More than a decade after W. Graham Claytor, Jr., issued his order banning homosexual thoughts among military personnel, he characterized the policy as a compassionate act meant only to ensure that homosexuals were no longer stigmatized by a less than honorable discharge. “I felt it should be treated like a disability,” said Claytor, who in 1982 moved into a new government post as president of the Amtrak railway system. When an interviewer noted that gay soldiers were “kicked out” of the armed forces during his tenure at the Pentagon, Claytor grew indignant. “We didn’t kick them out,” he insisted, “we gave them an honorable discharge.”

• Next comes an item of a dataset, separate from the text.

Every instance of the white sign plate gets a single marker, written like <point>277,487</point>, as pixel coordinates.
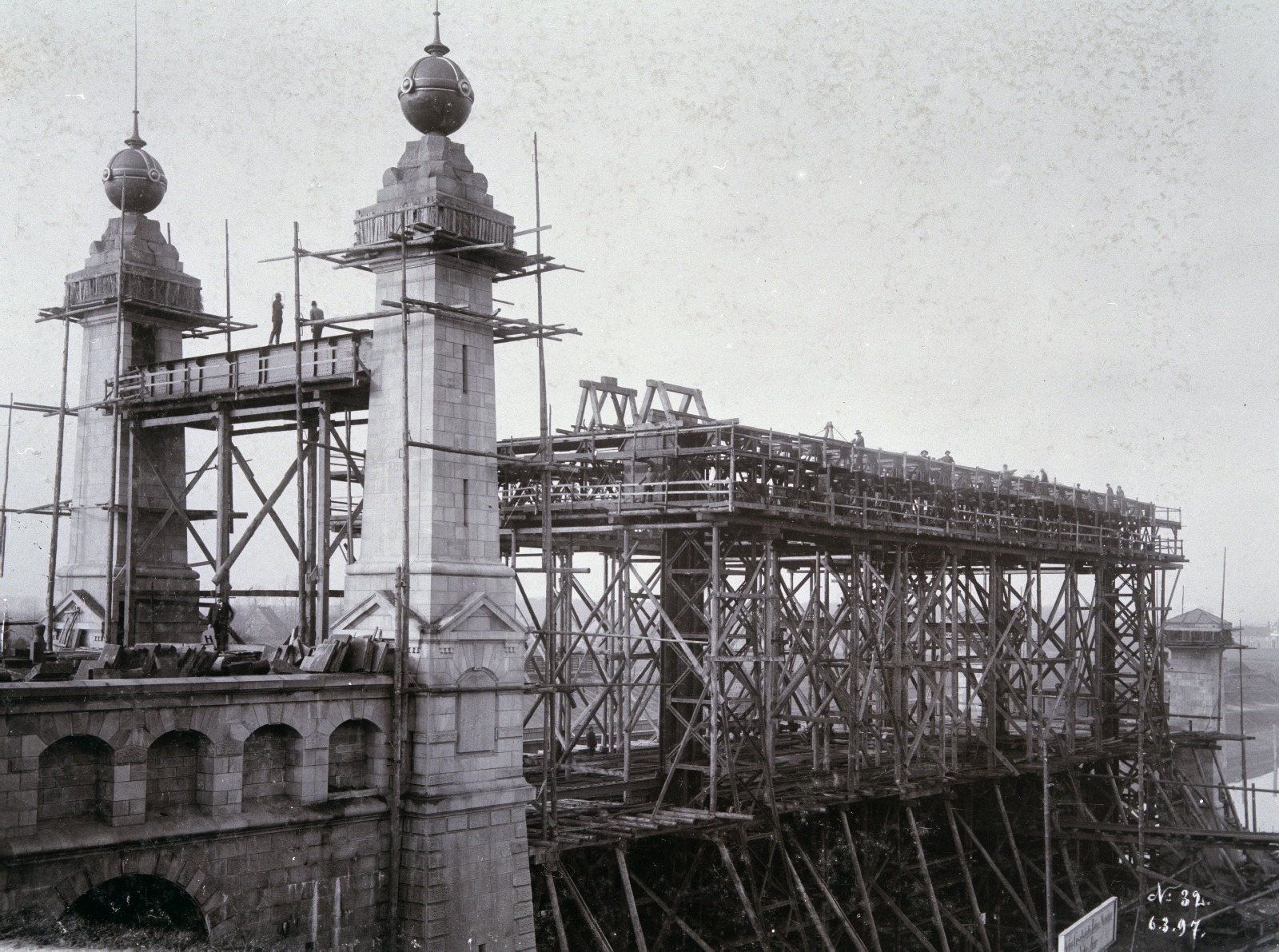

He was not aware, he said, that the new regulations would enable the separation of thousands more homosexuals in the years that followed. He did not know that his order to grant honorable discharges would be widely ignored. As for the dramatic increases in the separation of homosexuals from the military during his own years as the Pentagon’s number-two official, Claytor also pleaded ignorance. “I knew nothing about it,” he said.

Beyond the prosecutions and impressive purges of gays that followed the new regulation, there was also the fact that the Department of Defense now had a concise statement with which it could answer any question concerning homosexuality. By late January 1981, every public-affairs office on every military base and installation in the world had received the Department of Defense fact sheet, entitled “Homosexuals in the Armed Forces,” and for the next decade the 123 words of Department of Defense Directive 1332.14 would be the only words spoken publicly by any Department of Defense press spokesman to defend the Pentagon’s policies on homosexuals.